Hachi, questo il vero nome del cane, che in giapponese significa "otto", un numero portafortuna (il suffisso "-ko" viene normalmente utilizzato come vezzeggiativo), era un cane di razza Akita Inu, famoso per la profonda fedeltà nei confronti del suo padrone. Hidesaburo Ueno, agronomo e professore presso l'Università di Tokyo, si dirigeva ogni mattina alla stazione ferroviaria di Shibuya per prendere il treno per andare a lavoro. Hachiko lo accompagnava ogni mattina e, all'ora del ritorno, tornava ad aspettarlo. 

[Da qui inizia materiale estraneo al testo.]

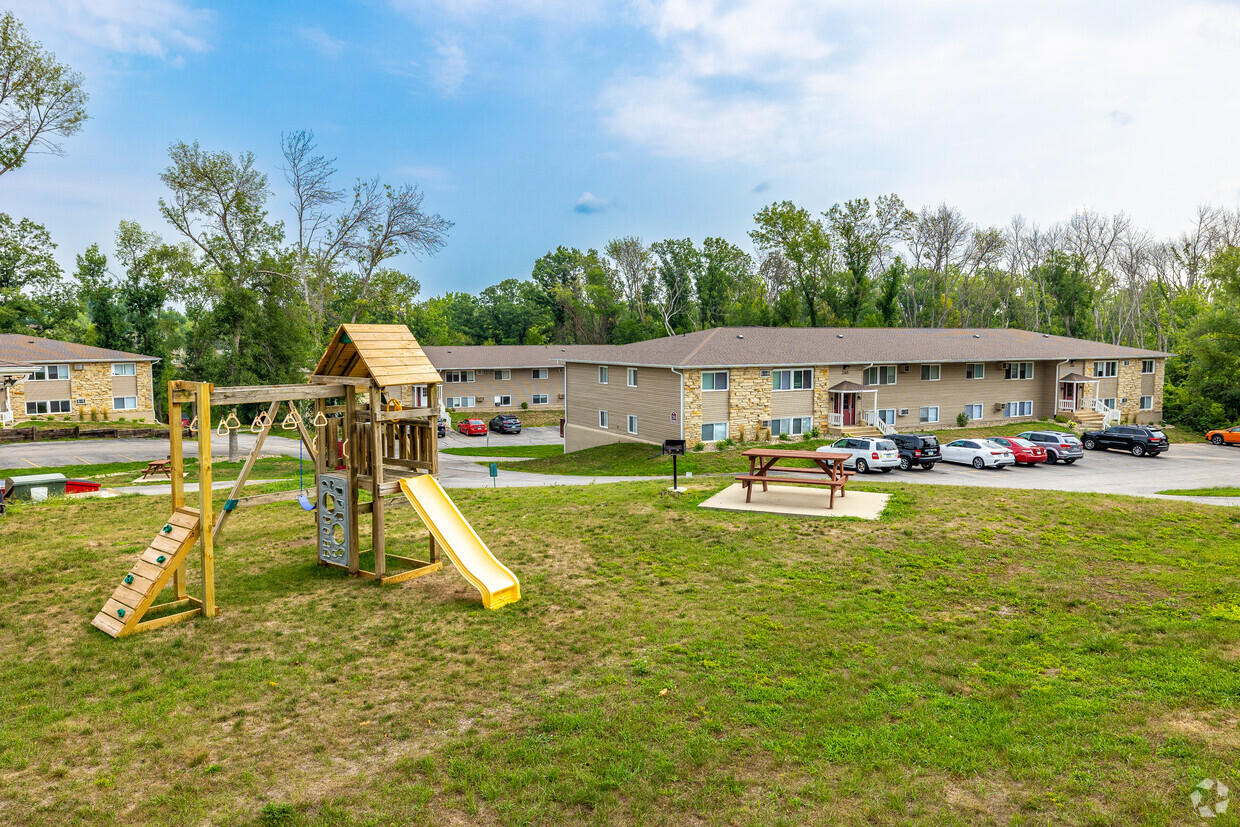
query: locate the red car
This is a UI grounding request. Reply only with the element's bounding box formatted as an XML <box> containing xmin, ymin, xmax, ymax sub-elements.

Quando, nel 1925, il professore morì, colpito improvvisamente da un ictus mentre era all'Università, Hachi era solo un cucciolo di due anni. Come ogni giorno, alle cinque del pomeriggio, il cane era andato in stazione ad aspettare il suo padrone che tornasse. Ma il professore, ovviamente, non arrivò. Hachi tornò a casa, ma ogni giorno, per i giorni successivi, tornava in stazione alla stessa ora del pomeriggio, sperando nell'arrivo del suo padrone.Il capostazione e le persone che frequentavano la stazione incominciarono a notarlo e cercarono di offrirgli riparo, cibo e acqua. In poco tempo tutto il Giappone sapeva di Hachiko e molte persone si recavano a Shibuya solo per portelo accarezzare o vedere.Nel 1934 venne realizzata nella stazione una statua in bronzo con le sue sembianze dallo scultore Teru Ando e un'altra venne eretta nel suo paese natale, Odate. La statua di bronzo venne poi fusa per affrontare le esigenze belliche della Seconda Guerra Mondiale, ma poi prontamente rifatta, sempre nella posizione in cui aspettava il professore. 
Dopo aver atteso ininterrottamente per dieci anni il ritorno del padrone, Hachiko morì nel 1935 di filariasi. Il suo corpo venne ritrovato in una strada di Shibuya e la sua morte impietosì la comunità nipponica. L'accaduto finì su tutte le prime pagine dei giornali giapponesi e venne istituito un giorno di lutto nazionale per commemorare Hachi e l'immensa fedeltà verso il suo defunto padrone. 

Ora, a ottant'anni dalla sua morte, l'Università di Tokyo ha deciso di onorare la sua memoria realizzando una statua che lo ritrae, finalmente felice, assieme al suo padrone.